The leader of the Lugansk separatist region in eastern Ukraine Leonid Pasechnik also urged residents to evacuate “to prevent civilian casualties”.

Rebel leader Pushilin called on people to listen to the authorities and cooperate with the evacuation plan.

“Temporary escape will protect your life and health, and that of your relatives,” Pushilin said.

He announced the evacuation as fears of a large-scale conflict in eastern Ukraine grow.

The West says Russia could attack Ukraine at any moment, despite Moscow saying it has pulled back some of its forces from Ukraine’s borders.

It comes as Russian President Vladimir Putin says that he plans on personally overseeing massive drills of the Russian military’s strategic forces, including the launch of cruise and ballistic missiles. 
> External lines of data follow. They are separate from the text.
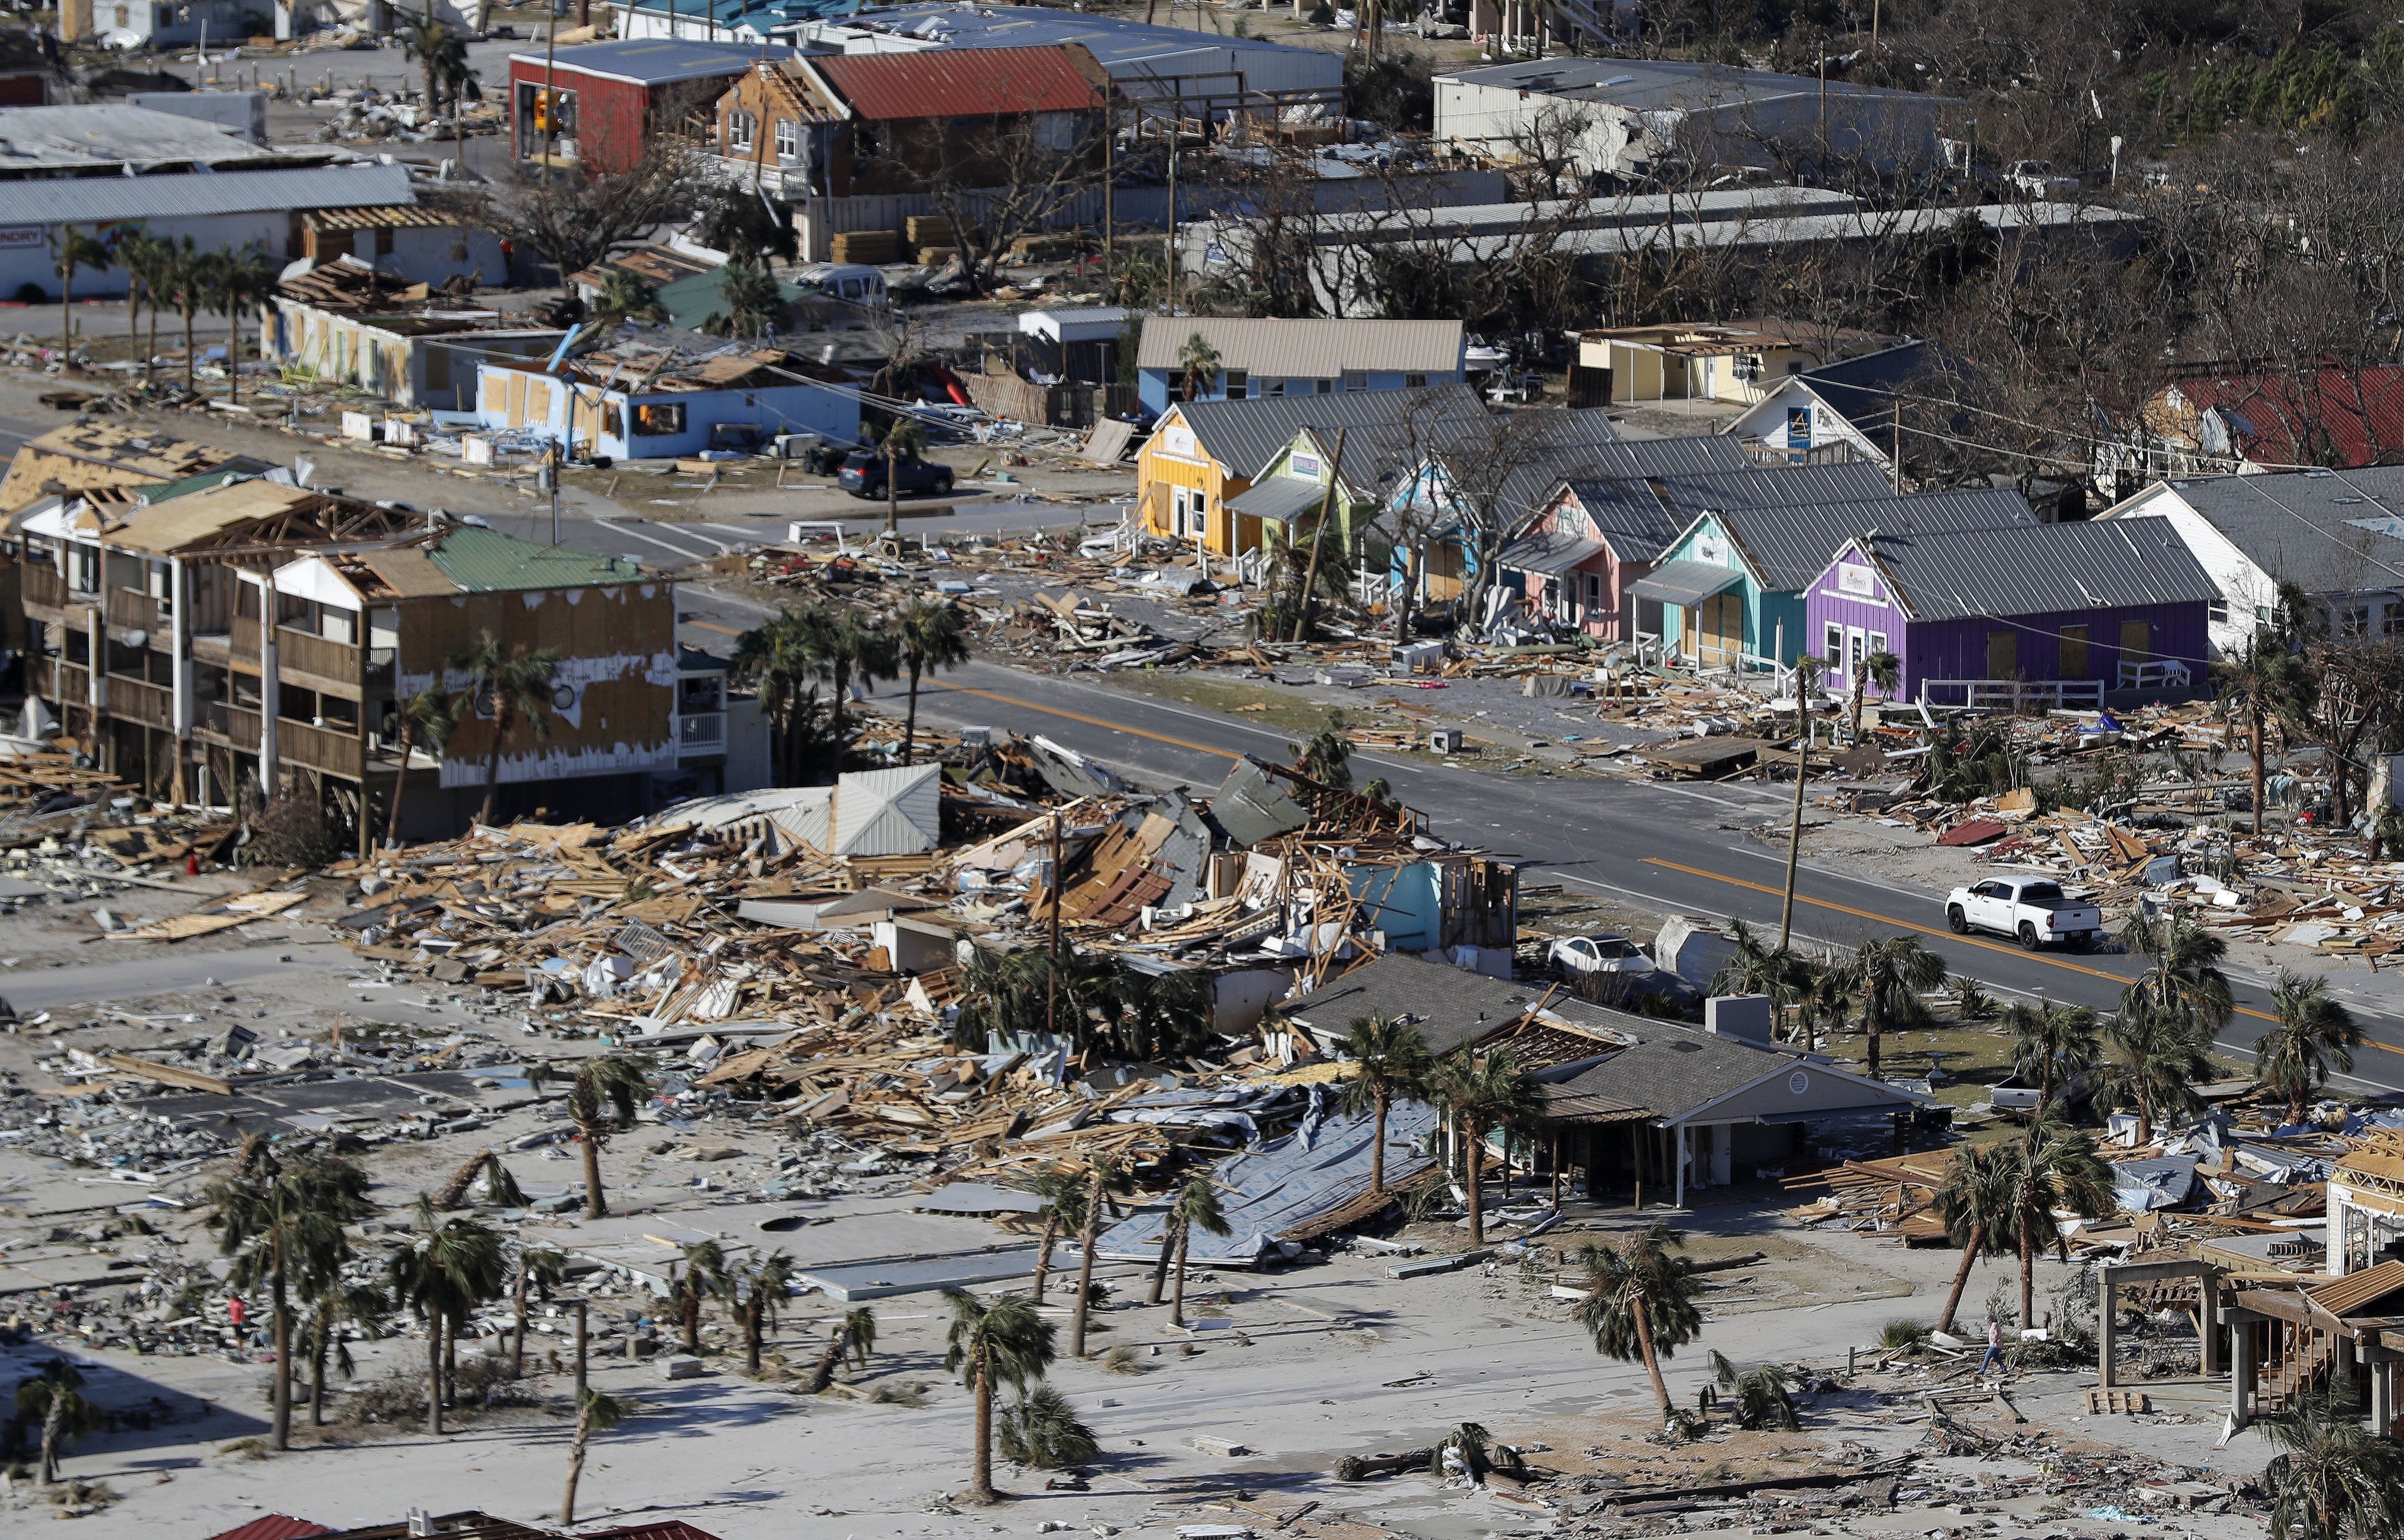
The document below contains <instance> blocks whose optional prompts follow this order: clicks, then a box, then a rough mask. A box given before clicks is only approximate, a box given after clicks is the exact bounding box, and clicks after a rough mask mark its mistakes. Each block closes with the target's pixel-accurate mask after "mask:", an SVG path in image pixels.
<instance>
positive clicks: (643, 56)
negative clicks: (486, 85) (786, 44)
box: [510, 38, 786, 173]
mask: <svg viewBox="0 0 2404 1540" xmlns="http://www.w3.org/2000/svg"><path fill="white" fill-rule="evenodd" d="M762 53H786V50H781V48H776V50H762V48H760V46H757V43H688V41H673V38H625V41H615V43H582V46H577V48H560V50H558V53H555V55H553V58H548V60H546V58H543V55H541V53H512V55H510V135H512V139H510V142H512V147H514V151H517V159H522V161H541V159H543V154H551V159H553V161H555V163H560V166H584V168H587V171H603V173H613V171H625V168H627V166H632V163H635V161H639V159H642V147H644V142H647V139H651V137H654V135H678V132H692V135H697V137H700V135H707V130H709V120H712V115H714V111H716V99H719V96H721V94H724V91H726V86H728V84H731V82H736V79H740V77H743V72H745V70H750V67H752V62H755V60H760V58H762ZM546 142H548V151H546Z"/></svg>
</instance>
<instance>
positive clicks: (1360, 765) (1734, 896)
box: [918, 663, 2404, 1091]
mask: <svg viewBox="0 0 2404 1540" xmlns="http://www.w3.org/2000/svg"><path fill="white" fill-rule="evenodd" d="M918 711H921V716H923V718H928V721H938V723H947V726H962V723H981V726H998V728H1014V730H1022V733H1043V735H1046V738H1053V740H1055V742H1063V745H1067V747H1075V750H1079V752H1087V754H1094V757H1099V759H1108V762H1111V764H1115V766H1125V769H1127V771H1132V774H1135V776H1139V778H1144V781H1149V783H1156V786H1192V788H1197V790H1209V788H1214V786H1219V781H1221V778H1224V776H1226V766H1228V764H1231V759H1233V757H1236V754H1245V752H1250V754H1260V757H1272V759H1284V757H1286V742H1289V735H1286V733H1281V730H1274V728H1262V726H1255V723H1243V721H1236V718H1228V716H1219V714H1214V711H1200V709H1192V706H1180V704H1171V702H1152V699H1144V697H1132V694H1120V692H1115V690H1108V687H1101V685H1087V682H1077V680H1055V678H1039V675H1024V673H1017V670H1010V668H1000V665H988V663H976V665H969V668H964V670H959V673H952V675H942V680H938V682H933V685H928V690H926V692H923V694H921V702H918ZM1353 764H1356V774H1363V776H1370V774H1375V776H1385V778H1387V781H1390V783H1392V786H1394V793H1397V795H1399V798H1402V800H1404V802H1409V805H1411V807H1418V810H1426V812H1428V814H1430V819H1433V826H1435V834H1440V836H1445V838H1454V841H1469V843H1481V846H1488V848H1493V850H1498V853H1512V855H1522V858H1527V860H1529V862H1534V867H1536V870H1541V872H1543V875H1546V877H1555V879H1560V882H1565V884H1570V887H1582V889H1589V891H1596V894H1611V896H1618V899H1628V901H1635V903H1640V906H1647V908H1656V911H1683V913H1702V915H1724V918H1743V920H1745V923H1750V925H1767V927H1769V930H1772V932H1774V930H1777V923H1779V903H1781V884H1784V877H1786V862H1784V850H1779V848H1772V846H1767V843H1762V841H1757V838H1750V834H1748V831H1750V829H1755V826H1760V824H1784V822H1786V817H1789V810H1791V793H1779V790H1777V788H1750V786H1707V788H1702V786H1671V783H1623V781H1567V778H1536V776H1510V774H1500V771H1476V769H1457V766H1445V764H1426V762H1411V759H1397V757H1385V754H1368V752H1361V754H1356V757H1353ZM1796 887H1798V899H1796V930H1798V932H1801V935H1803V937H1808V939H1815V942H1827V944H1837V947H1851V944H1856V942H1861V939H1866V937H1873V935H1892V932H1899V930H1911V932H1918V935H1921V937H1923V939H1926V942H1928V944H1930V947H1933V949H1935V951H1940V954H1942V956H1945V959H1947V966H1950V968H1952V971H1954V973H1969V975H1971V978H1978V980H1981V983H1986V985H1988V987H1993V990H1998V992H2005V995H2017V997H2036V995H2043V997H2048V999H2058V1002H2077V1004H2089V1007H2096V1009H2108V1007H2113V1002H2116V999H2118V997H2120V990H2123V987H2125V985H2128V980H2130V978H2132V975H2135V973H2137V966H2135V961H2132V959H2128V956H2116V954H2103V956H2077V954H2063V951H2041V954H2027V951H2022V949H2019V947H2015V944H2010V942H2005V939H2000V937H1954V935H1950V932H1945V920H1942V896H1940V894H1938V891H1928V889H1911V887H1904V884H1892V882H1873V879H1863V877H1851V875H1844V872H1837V870H1832V867H1820V865H1813V862H1805V865H1803V872H1801V877H1798V884H1796ZM2229 973H2231V983H2236V987H2238V1002H2241V1014H2238V1019H2236V1021H2231V1026H2229V1031H2226V1033H2221V1043H2219V1045H2221V1050H2226V1052H2231V1055H2236V1057H2253V1040H2255V1038H2257V1035H2260V1033H2262V1028H2265V1023H2267V1021H2269V1016H2267V1014H2265V1011H2267V999H2265V987H2267V983H2269V980H2267V975H2265V973H2262V971H2257V968H2250V966H2243V963H2236V961H2231V966H2229ZM2332 987H2334V990H2337V992H2339V997H2344V1002H2346V1004H2349V1007H2351V1009H2354V1011H2356V1016H2358V1019H2361V1021H2363V1028H2366V1033H2368V1038H2370V1043H2373V1045H2370V1047H2366V1050H2363V1052H2361V1055H2356V1072H2358V1079H2361V1081H2363V1084H2366V1086H2373V1088H2380V1091H2397V1088H2404V1014H2397V1009H2394V995H2392V992H2390V990H2387V987H2385V980H2378V978H2373V975H2366V973H2358V971H2341V973H2337V975H2332Z"/></svg>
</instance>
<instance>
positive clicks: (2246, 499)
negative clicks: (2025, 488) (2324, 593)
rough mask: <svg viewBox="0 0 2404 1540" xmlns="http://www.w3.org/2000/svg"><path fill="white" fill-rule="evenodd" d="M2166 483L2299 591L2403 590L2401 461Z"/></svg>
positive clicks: (2264, 565) (2212, 476) (2190, 506)
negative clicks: (2319, 469) (2353, 465)
mask: <svg viewBox="0 0 2404 1540" xmlns="http://www.w3.org/2000/svg"><path fill="white" fill-rule="evenodd" d="M2168 490H2171V493H2173V495H2176V497H2178V500H2180V502H2185V505H2188V507H2190V509H2195V512H2197V517H2202V519H2204V521H2207V524H2209V526H2212V529H2216V531H2221V533H2224V536H2229V543H2231V545H2236V548H2238V550H2243V553H2245V555H2248V557H2250V560H2253V562H2255V567H2260V569H2262V572H2269V574H2272V577H2274V579H2281V581H2293V584H2303V591H2305V593H2368V591H2380V589H2404V524H2397V521H2399V519H2404V466H2368V468H2361V471H2284V473H2277V476H2209V478H2200V480H2173V483H2171V488H2168ZM2159 497H2161V493H2156V495H2154V497H2147V500H2144V502H2142V505H2137V507H2132V512H2137V514H2142V512H2147V509H2149V507H2156V505H2159V502H2156V500H2159ZM2123 507H2128V505H2123ZM2123 519H2125V514H2123V517H2116V519H2113V521H2123Z"/></svg>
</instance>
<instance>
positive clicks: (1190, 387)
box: [1178, 332, 1219, 401]
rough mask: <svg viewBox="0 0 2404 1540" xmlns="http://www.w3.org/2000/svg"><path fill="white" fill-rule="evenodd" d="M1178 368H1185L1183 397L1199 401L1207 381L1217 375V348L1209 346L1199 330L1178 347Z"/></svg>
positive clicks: (1212, 346) (1206, 341) (1200, 398)
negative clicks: (1198, 330) (1198, 331)
mask: <svg viewBox="0 0 2404 1540" xmlns="http://www.w3.org/2000/svg"><path fill="white" fill-rule="evenodd" d="M1178 368H1180V370H1185V399H1188V401H1200V399H1202V392H1207V389H1209V382H1212V380H1216V377H1219V348H1214V346H1209V339H1204V336H1202V334H1200V332H1195V334H1192V336H1188V339H1185V346H1183V348H1178Z"/></svg>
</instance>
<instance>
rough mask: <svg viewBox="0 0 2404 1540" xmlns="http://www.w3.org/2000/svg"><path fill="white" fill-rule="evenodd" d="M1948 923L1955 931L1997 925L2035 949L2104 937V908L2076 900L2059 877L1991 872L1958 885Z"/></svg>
mask: <svg viewBox="0 0 2404 1540" xmlns="http://www.w3.org/2000/svg"><path fill="white" fill-rule="evenodd" d="M1945 923H1947V925H1950V927H1952V932H1954V935H1969V932H1971V930H1993V932H1998V935H2007V937H2017V939H2019V944H2022V947H2027V949H2029V951H2036V949H2039V947H2043V944H2046V942H2070V944H2072V947H2091V944H2094V942H2099V939H2101V937H2103V911H2099V908H2096V906H2094V903H2072V901H2070V899H2065V896H2063V884H2060V882H2048V879H2043V877H1988V879H1986V882H1974V884H1969V887H1957V889H1954V891H1952V894H1950V896H1947V899H1945Z"/></svg>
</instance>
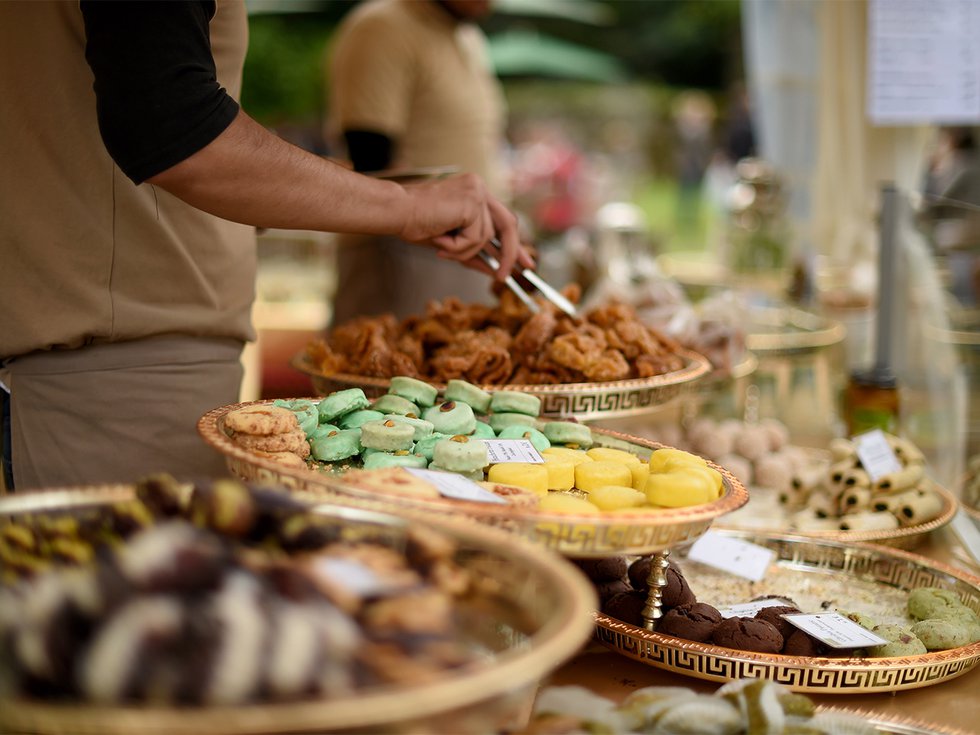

Kremlin spokesman Dmitry Peskov said Putin would observe the drills from the Defence Ministry’s situation room and supervise the practice missile launches himself.

The ministry said it planned the manoeuvres some time ago to check the readiness of Russia’s military command and personnel, as well as the reliability of its nuclear and conventional weapons.

The war games follow US president Joe Biden’s warning on Thursday that Russia could invade Ukraine within days.

Biden is to hold video talks with Western allies, including the leaders of Britain, Canada, France, Germany and NATO, later today to discuss the crisis.

Western fears focus on an estimated 150,000 Russian troops – including about 60% of Russia’s overall ground forces – concentrated near Ukraine’s borders. The Kremlin insists it has no plans to invade.

But Moscow has demanded that the US and its allies keep Ukraine and other ex-Soviet nations out of Nato, not deploy weapons in Ukraine and pull back Nato forces from Eastern Europe.

Washington and its allies bluntly rejected the Russian demands, and Moscow threatened to take unspecified “military-technical measures” if the West continues to stonewall.

Russia holds massive drills of its strategic nuclear forces on an annual basis, but the manoeuvres planned for Saturday pointedly involve the Black Sea Fleet.

The fleet is based on the Crimean Peninsula, which Russia annexed from Ukraine in 2014.

The Black Sea Fleet has surface warships and submarines equipped with Kalibr cruise missiles, but it does not have intercontinental ballistic missiles and did not take part in similar previous drills of the country’s strategic forces.

Peskov said Russia notified foreign partners in advance and the exercise should not cause worries in the West.

“Practice launches of ballistic missiles are part of regular training,” he said. “They are preceded by a series of notices to other nations via different channels.”

The strategic forces of both Russia and the United States include a nuclear triad of land-based intercontinental ballistic missiles, submarine-based ICBMs and nuclear-capable bombers.

The exercise of Russia’s nuclear forces follows a series of sweeping drills that the Russian military held near Ukraine and in Belarus, an ally of Moscow that neighbours Ukraine to the north.

The Russian military said it started pulling troops back to their permanent bases after the drill. The US and its allies questioned the claim and said that Moscow has actually moved thousands of new troops closer to Ukraine.

Moscow argued that the pullback takes time and rejected Western criticism, saying that it would deploy troops wherever it is necessary to ensure national security.

UN chief Antonio Guterres said it would be “catastrophic” if the Russia-Ukraine crisis escalated into a war.

“With a concentration of Russian troops around Ukraine, I am deeply concerned about heightened tensions and increased speculation about a military conflict in Europe,” Guterres said.

If that happened, “it would be catastrophic. There is no alternative to diplomacy.”